Conformément au texte de compromis consulté par EurActiv, tous les pays de l’UE devraient garder leur commissaire. L’Irlande recevra en outre des garanties juridiques sur la politique en matière de fiscalité, sur les questions sociales et éthiques et sur la politique européenne commune en matière de sécurité et de défense (PESD) par rapport à la traditionnelle neutralité irlandaise, entre autres dispositions.
Une longue liste
Dans le projet de conclusions du sommet figure une déclaration d’une page exposant les préoccupations des Irlandais par rapport au traité de Lisbonne telles que présentées par le Premier ministre. Il y est notamment question de la protection sociale et de la protection des droits des travailleurs, des services publics en tant qu’instruments de cohésion sociale et régionale, de la responsabilité des pays membres dans le secteur des services éducatifs et de la santé, et du rôle des gouvernements nationaux et régionaux de fournir des services non économiques, notamment ceux liés à la politique commerciale commune.
En échange, l’Irlande s’est engagée à organiser un second référendum sur le traité avant la fin du mandat de l’actuelle Commission, c’est-à-dire avant la fin 2009. Un certain nombre de sources ont indiqué que la date la plus probable pour un second référendum est octobre 2009.
Des diplomates ont confié à EurActiv que bien que des décisions formelles puissent seulement être prises par le Conseil vendredi 12 décembre, l’essentiel de l’accord est « déjà là ».
Il est désormais clair qu’un second référendum n’aura pas lieu avant les élections européennes, comme l’avait demandé les eurodéputés (EurActiv 09/10/08). Au cours d’une série d’échanges téléphoniques avec ses homologues européens, le Premier ministre irlandais Brian Cowen a expliqué que son pays avait besoin de temps pour organiser un second référendum, a appris EurActiv.
Comme l’a expliqué le président du Parlement Hans-Gert Poettering au cours de sa conférence de presse sur le sommet, il aurait préféré en effet qu’une solution soit trouvée avant les élections européennes, qui se tiendront en juin 2009, mais beaucoup ont considéré cela comme irréaliste.
Des adaptations transitoires
Ainsi, des mesures transitoires ont été adoptées à propos de la présidence du Conseil européen et du Parlement européen. L’Etat membre occupant la présidence de l’UE lorsque le traité de Lisbonne entre en vigueur (la Suède sera à la tête de l’UE jusqu’à la fin 2009) continuera à présider toutes les rencontres à l’instar des présidences actuelles.
Mais le prochain pays à la présidence de l’UE (l’Espagne à partir de janvier 2010) effectuera des modifications par rapport à la conformité avec le traité de Lisbonne, préparant la place pour un président permanent du Conseil européen et un haut représentant des Affaires étrangères et de la politique de sécurité.

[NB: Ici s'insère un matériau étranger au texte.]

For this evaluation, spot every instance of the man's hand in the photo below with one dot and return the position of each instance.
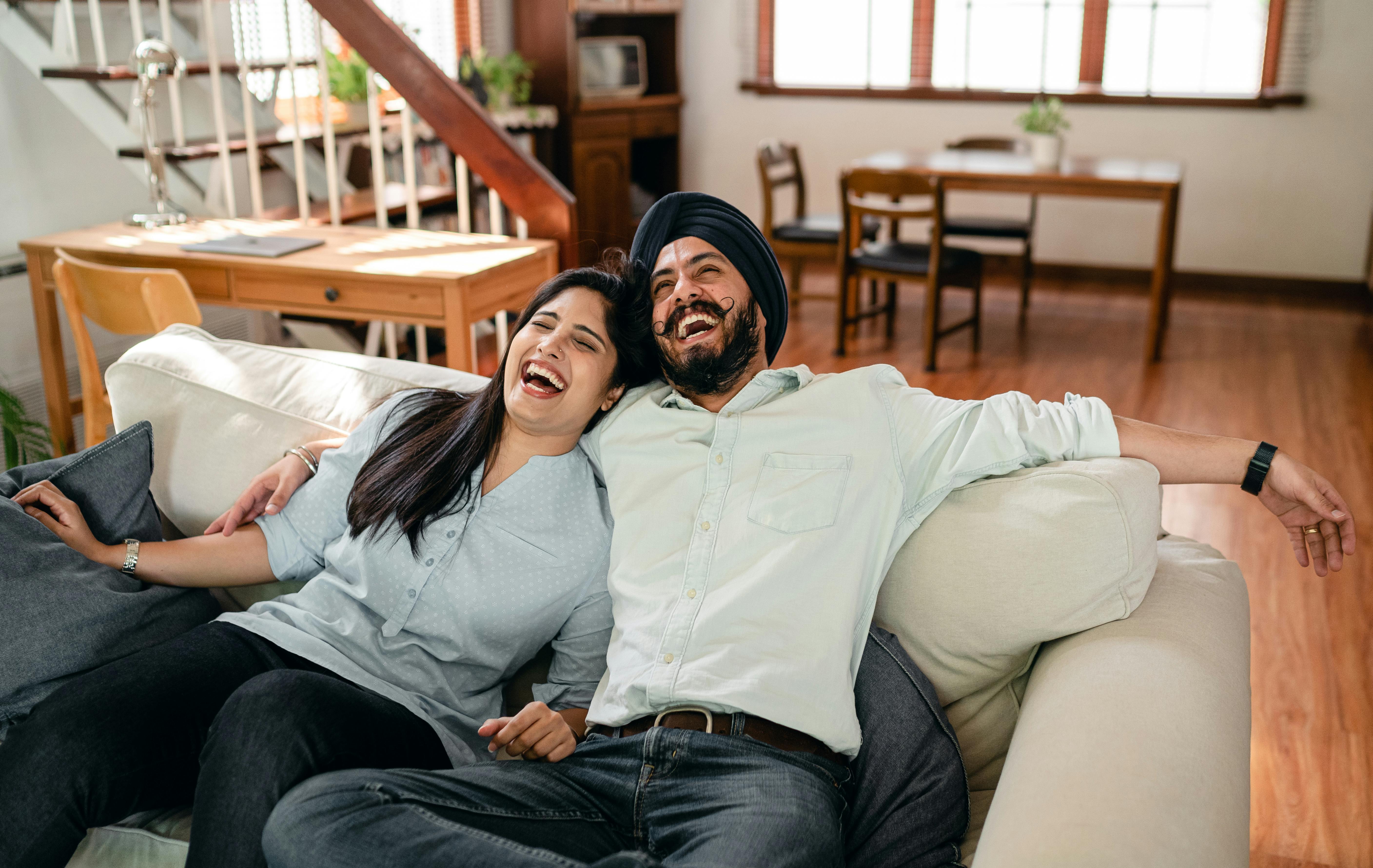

En outre, le Parlement européen sera élargi de 736 à 754 membres dans le courant 2010 si les Irlandais votent en faveur du traité modificatif. Les élections auront lieu conformément au traité de Nice, mais le Parlement devrait bientôt adapter les dispositions du traité de Lisbonne.
Répondant aux questions de la presse, M. Poettering a reconnu que la situation n’était pas idéale et que la légitimité des eurodéputés en fonction entre le traité de Nice et celui de Lisbonne devrait être préservée puisque leur statut ne devrait pas être différent. Il a admis que les experts juridiques pourraient buter sur cette question.
Les initiés nationaux
Un certain nombre de pays, comme la Belgique, ne seraient pas particulièrement enthousiastes quant au compromis selon lequel chaque Etat membre conservera son commissaire. Un des objectifs de la réduction des effectifs vise à stimuler l’indépendance de l’exécutif par rapport aux Etats membres.
Mais un certain nombre de pays, en particulier parmi les nouveaux membres, ont exprimé leur préférence pour le système actuel. Selon eux, les commissaires sont les initiés nationaux du plus haut niveau dans la hiérarchie de l’exécutif européen. Peu avant leur arrivée à Bruxelles, le président roumain Traian Basescu et le Premier ministre tchèque Mirek Topolanek ont indiqué qu’ils souhaitaient conserver le système d’un commissaire par pays.